While multinational insurance programmes have become more commonplace for more general property and casualty risks, companies have tended to purchase one global insurance policy to cover their more ’emerging’ worldwide exposures. D&O often falls into this second bucket. However, in today’s increasingly proactive and complex global compliance environment, regulators are more likely to take action against individuals. With overseas expansion and more exacting governance arrangements, there are often more non-executive directors on boards and more subsidiaries to consider.

As good corporate governance becomes an increasingly important factor in a wide variety of countries, we find that more and more questions are asked about how D&O programmes work and, in particular, what would happen if the policy was triggered by a local loss. In many cases, additional local policies are having to be issued and larger limits are being requested.

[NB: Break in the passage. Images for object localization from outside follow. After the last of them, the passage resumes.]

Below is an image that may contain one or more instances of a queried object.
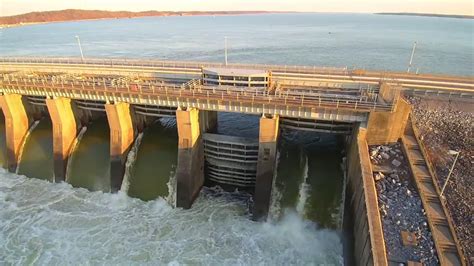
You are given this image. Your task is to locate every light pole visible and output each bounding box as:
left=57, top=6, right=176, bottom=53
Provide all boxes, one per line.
left=75, top=35, right=84, bottom=62
left=407, top=41, right=417, bottom=73
left=440, top=150, right=460, bottom=198
left=224, top=36, right=228, bottom=66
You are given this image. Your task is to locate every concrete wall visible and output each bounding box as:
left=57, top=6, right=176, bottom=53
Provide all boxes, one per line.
left=366, top=98, right=411, bottom=145
left=46, top=98, right=78, bottom=182
left=346, top=128, right=388, bottom=266
left=105, top=102, right=135, bottom=192
left=253, top=115, right=280, bottom=221
left=0, top=94, right=30, bottom=172
left=175, top=108, right=217, bottom=209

In addition, the growing likelihood of D&O claims being incurred outside a company’s home goes hand in hand with globalisation. As foreign direct investments have been increasing over the past years, more and more companies are generating a significant proportion of their turnover in overseas locations.

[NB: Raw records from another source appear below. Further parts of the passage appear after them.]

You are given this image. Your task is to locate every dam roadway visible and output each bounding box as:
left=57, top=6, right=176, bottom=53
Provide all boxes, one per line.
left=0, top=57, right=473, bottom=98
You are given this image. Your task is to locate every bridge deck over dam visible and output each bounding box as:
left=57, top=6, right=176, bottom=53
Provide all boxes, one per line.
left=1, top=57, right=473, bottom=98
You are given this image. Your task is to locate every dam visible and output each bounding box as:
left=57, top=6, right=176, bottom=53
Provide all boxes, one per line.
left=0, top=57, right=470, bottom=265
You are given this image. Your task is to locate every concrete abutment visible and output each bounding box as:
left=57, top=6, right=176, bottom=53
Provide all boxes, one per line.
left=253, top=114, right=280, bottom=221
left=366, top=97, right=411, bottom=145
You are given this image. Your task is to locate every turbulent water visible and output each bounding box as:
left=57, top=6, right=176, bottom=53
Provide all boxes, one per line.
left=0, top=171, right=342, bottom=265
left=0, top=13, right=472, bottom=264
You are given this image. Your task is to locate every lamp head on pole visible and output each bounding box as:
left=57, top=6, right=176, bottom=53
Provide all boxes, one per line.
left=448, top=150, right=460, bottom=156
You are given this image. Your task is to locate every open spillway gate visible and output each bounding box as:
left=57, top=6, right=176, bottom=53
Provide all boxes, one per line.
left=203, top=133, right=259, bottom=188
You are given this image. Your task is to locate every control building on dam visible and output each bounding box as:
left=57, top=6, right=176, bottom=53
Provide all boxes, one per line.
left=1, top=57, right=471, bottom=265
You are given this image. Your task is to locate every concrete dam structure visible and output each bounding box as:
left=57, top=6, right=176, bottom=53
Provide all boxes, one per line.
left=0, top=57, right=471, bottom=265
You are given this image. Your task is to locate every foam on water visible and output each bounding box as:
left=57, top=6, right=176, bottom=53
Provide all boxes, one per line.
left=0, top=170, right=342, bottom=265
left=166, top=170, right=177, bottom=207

The sheer size of some of the foreign subsidiaries that are formed as a consequence of these moves abroad make them a large exposure that cannot be either insured from a single policy issued for the home office, nor from a local policy issued with a nominal limit. We are also seeing a perception-although it’s impossible to say whether this is true or not-that subsidiaries of large and well-known multinationals come under much more scrutiny from a D&O perspective, particularly in emerging markets.

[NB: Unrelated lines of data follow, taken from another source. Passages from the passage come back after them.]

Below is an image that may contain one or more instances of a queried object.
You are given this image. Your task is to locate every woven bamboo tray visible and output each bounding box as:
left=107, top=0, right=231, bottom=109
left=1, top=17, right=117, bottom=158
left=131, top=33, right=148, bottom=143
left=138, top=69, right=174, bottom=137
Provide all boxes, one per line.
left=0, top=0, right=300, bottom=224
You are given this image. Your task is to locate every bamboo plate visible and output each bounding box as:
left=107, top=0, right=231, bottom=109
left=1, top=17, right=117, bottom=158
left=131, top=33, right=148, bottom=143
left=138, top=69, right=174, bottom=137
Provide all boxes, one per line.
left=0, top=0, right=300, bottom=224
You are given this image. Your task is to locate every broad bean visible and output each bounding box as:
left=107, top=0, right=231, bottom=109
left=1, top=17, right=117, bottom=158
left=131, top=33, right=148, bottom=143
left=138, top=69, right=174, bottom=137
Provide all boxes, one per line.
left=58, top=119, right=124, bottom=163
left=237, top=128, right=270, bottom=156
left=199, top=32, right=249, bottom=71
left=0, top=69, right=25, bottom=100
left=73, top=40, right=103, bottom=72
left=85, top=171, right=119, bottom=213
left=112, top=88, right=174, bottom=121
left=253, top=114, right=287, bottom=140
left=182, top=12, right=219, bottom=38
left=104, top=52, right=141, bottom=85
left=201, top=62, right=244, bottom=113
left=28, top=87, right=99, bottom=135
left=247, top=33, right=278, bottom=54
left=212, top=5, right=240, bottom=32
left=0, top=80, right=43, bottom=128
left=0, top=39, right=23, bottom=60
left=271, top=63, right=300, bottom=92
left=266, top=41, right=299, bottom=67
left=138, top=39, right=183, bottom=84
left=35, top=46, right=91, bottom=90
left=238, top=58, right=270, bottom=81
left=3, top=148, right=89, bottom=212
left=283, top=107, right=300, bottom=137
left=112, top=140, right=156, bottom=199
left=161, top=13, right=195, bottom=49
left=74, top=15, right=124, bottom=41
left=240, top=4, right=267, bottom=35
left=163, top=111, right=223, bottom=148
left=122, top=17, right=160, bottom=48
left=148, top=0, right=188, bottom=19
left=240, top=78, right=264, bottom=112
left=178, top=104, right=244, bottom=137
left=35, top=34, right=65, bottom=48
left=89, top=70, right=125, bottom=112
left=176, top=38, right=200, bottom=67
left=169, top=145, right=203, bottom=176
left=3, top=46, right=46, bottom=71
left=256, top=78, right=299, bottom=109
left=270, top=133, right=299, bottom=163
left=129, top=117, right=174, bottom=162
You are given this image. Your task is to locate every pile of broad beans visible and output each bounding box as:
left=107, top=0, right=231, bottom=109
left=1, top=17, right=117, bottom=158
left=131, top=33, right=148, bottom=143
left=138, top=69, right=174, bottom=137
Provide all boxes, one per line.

We have seen an increased understanding from buyers about this new D&O reality. And indeed, recent figures by US research firm Advisen showed that a high proportion of significant D&O losses do occur outside ‘home’ markets. Using these US figures as a proxy we would reasonably assume that up to a third of the larger losses-those over $10 million-might today occur in a different jurisdiction to that of the parent company.

Of course, these assumptions are based purely on some of the publicly available figures. In reality, many D&O liability losses remain confidential so these could just be the tip of the iceberg. With Swiss companies facing claims in the Netherlands, UK companies facing claims in Canada, and Dutch companies facing claims in Germany, D&O claims patterns are truly global.

Many European companies are waking up to the multinational angle of their D&O exposures.

They are becoming much more aware of the risks and the grey areas-and becoming less comfortable with them. At ACE, we are responding to a growing demand from customers for well-structured and clearly compliant global D&O insurance programmes.

Of course, the same principle can largely be applied to other areas of ’emerging risk’ such as terrorism and political violence and environmental. Indeed, at ACE we are seeing increasing requests from clients for more robust multinational solutions in these areas too.

We are currently conducting some new research so we can see how risk manager views have moved on from a year ago. One of the things we are looking for is evidence of how they feel about the multinational aspects of emerging risk. And across ACE we’ll be asking ourselves, how can we as an insurer work with brokers and clients to shape the strategic global solutions that they need in this new reality?